For years, the software program trade operated underneath one core assumption: writing code was the first bottleneck in software program growth. Because of this, corporations poured huge sources into hiring builders, refining growth processes, and constructing instruments that might shorten the journey from concept to product.
Then generative AI arrived.
For the primary time, the trade gained a expertise able to fixing the very drawback it had spent many years attempting to beat. The flexibility to jot down code – as soon as the trade’s most constrained useful resource – is now quicker, extra accessible, and dramatically extra environment friendly.
But when our means to generate code has elevated so dramatically, why aren’t software program organizations shifting on the identical tempo?
The info tells a extra nuanced story. A 2025 examine by researchers at Tilburg College discovered that whereas AI coding instruments enhance output, additionally they enhance the burden on senior builders. After analyzing hundreds of open-source tasks, the researchers discovered that skilled builders spent considerably extra time reviewing AI-generated code, whereas their very own coding output declined by practically 20%.
In different phrases, AI accelerates code creation, but it surely doesn’t get rid of the necessity for human experience to control, validate, and keep that code over time.
The implications lengthen nicely past senior builders. They pressure us to rethink what we truly measure.
For many years, growth groups have been measured by output: what number of options have been delivered, what number of duties have been accomplished, and the way shortly tasks moved ahead. However in a world the place AI writes a rising share of the code, these metrics inform solely a part of the story.
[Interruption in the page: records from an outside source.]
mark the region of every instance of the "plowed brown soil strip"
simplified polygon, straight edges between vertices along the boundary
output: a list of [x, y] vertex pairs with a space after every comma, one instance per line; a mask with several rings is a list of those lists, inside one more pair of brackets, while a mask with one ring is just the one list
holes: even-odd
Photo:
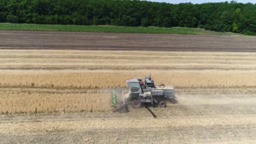
[[0, 31], [0, 48], [256, 51], [256, 37], [237, 35]]

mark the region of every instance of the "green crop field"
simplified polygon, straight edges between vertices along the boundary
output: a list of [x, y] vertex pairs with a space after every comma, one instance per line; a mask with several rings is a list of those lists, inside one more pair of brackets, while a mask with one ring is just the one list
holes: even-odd
[[[203, 29], [174, 27], [129, 27], [113, 26], [84, 26], [74, 25], [51, 25], [27, 24], [0, 23], [0, 30], [22, 30], [67, 32], [103, 32], [151, 34], [181, 34], [202, 35], [234, 35], [206, 30]], [[237, 35], [235, 34], [235, 35]]]

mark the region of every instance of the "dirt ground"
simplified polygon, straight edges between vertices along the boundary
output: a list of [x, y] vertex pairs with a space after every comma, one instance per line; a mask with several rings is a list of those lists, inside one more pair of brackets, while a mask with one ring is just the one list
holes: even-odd
[[256, 51], [237, 35], [0, 31], [0, 48]]
[[256, 142], [254, 94], [179, 94], [179, 105], [130, 112], [0, 115], [1, 143]]

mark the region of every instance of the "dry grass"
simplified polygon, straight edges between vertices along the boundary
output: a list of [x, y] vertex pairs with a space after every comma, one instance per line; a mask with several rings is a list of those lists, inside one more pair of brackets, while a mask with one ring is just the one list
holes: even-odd
[[180, 89], [256, 87], [255, 53], [0, 50], [0, 61], [2, 114], [109, 110], [105, 88], [150, 73]]
[[[1, 74], [0, 86], [55, 88], [106, 88], [127, 86], [125, 80], [145, 74]], [[176, 88], [256, 86], [256, 74], [152, 74], [157, 84], [162, 82]]]
[[34, 91], [14, 90], [0, 93], [0, 114], [106, 111], [111, 109], [111, 91], [108, 90], [67, 93], [58, 93], [56, 91], [56, 93], [39, 93], [36, 89], [33, 90]]

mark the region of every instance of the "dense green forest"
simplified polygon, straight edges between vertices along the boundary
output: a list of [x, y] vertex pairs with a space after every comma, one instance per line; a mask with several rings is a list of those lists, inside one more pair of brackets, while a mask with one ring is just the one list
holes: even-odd
[[256, 4], [129, 0], [0, 0], [0, 22], [181, 27], [256, 35]]

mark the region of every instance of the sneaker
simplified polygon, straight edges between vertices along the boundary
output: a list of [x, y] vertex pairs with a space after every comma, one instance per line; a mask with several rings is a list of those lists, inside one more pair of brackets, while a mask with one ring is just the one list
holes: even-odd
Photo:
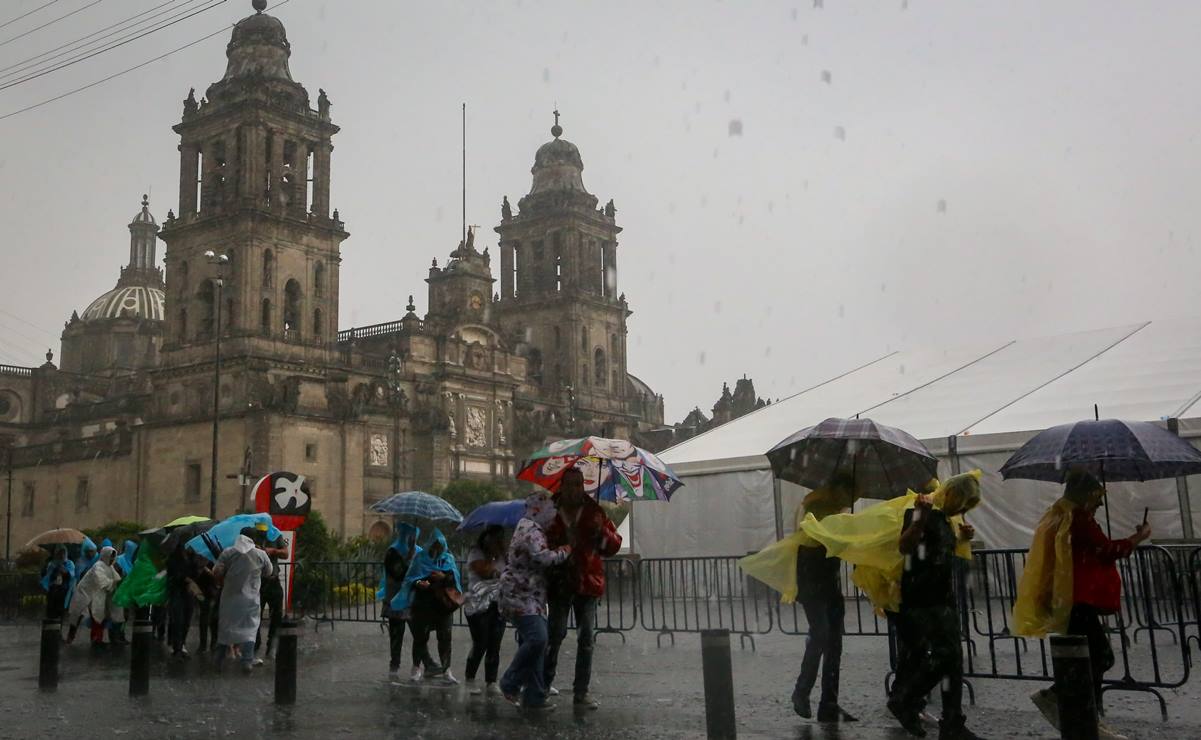
[[926, 736], [926, 728], [921, 726], [921, 718], [918, 716], [918, 712], [907, 706], [902, 706], [902, 704], [896, 699], [889, 699], [889, 711], [892, 712], [892, 716], [897, 718], [897, 722], [901, 723], [901, 727], [903, 727], [907, 733], [914, 738]]
[[572, 699], [572, 706], [575, 709], [586, 709], [593, 711], [600, 709], [600, 704], [592, 698], [592, 694], [588, 693], [575, 694], [575, 698]]
[[1030, 702], [1038, 708], [1051, 727], [1059, 729], [1059, 698], [1050, 688], [1035, 691], [1030, 694]]
[[1125, 735], [1104, 722], [1097, 723], [1097, 738], [1098, 740], [1129, 740]]
[[808, 697], [793, 694], [793, 711], [795, 711], [799, 717], [803, 717], [806, 720], [813, 718], [813, 708], [809, 705]]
The true query is not how a lot software program a corporation can produce. It’s how a lot of that software program may be operated, maintained, and constantly developed over time.
That is the place the true problem of the AI period begins.
The simpler it turns into to generate code, the simpler it turns into to generate complexity. Organizations can introduce new capabilities at unprecedented velocity, however each extra element brings new necessities for testing, safety, integration, monitoring, and long-term upkeep.
AI shortens the trail to writing software program. It doesn’t shorten the trail to constructing dependable enterprise methods.
That’s the new bottleneck in software program growth – not the flexibility to generate extra code, however the means to handle the complexity that code creates.
Extra Code Would not Imply Extra Progress
Extra code is barely the symptom. The true problem is preserving it underneath management. As codebases proceed to develop, the query turns into much more urgent: if software program may be constructed quicker than ever earlier than, why are organizations nonetheless struggling to maneuver on the identical tempo?
As a result of in enterprise software program, writing code is barely the start.
Each change should undergo high quality assurance, safety opinions, regulatory compliance, and sophisticated integration processes. These steps can’t be accelerated on the identical tempo as code technology.
As AI accelerates growth, what occurs after the code is written turns into much more crucial.
Organizations are measured not by how a lot code they produce, however by their means to run steady, safe, and maintainable methods over time. That’s the reason the defining problem of the approaching years won’t be a scarcity of builders, however a scarcity of organizations that may handle complexity at scale.
This shift extends far past particular person corporations. It is going to reshape the aggressive dynamics of whole industries.
For Israel’s expertise sector, the implications are significantly important.
For years, Israel’s aggressive edge has been constructed on engineering excellence and the flexibility to develop merchandise quicker than others. However when the identical AI instruments are equally out there in Tel Aviv, London, Bengaluru, and San Francisco, velocity alone is not a aggressive benefit.
The true benefit will come from managing complexity – and turning expertise into enterprise worth.
In a world the place practically each group can generate extra code, the winners can be people who create extra worth from it.
AI has solved considered one of software program’s greatest challenges: producing extra code in much less time. Now the trade faces a tougher query: what can we do with all that code?
Itay Grushka is Basic Supervisor, CX Engineering, at NiCE.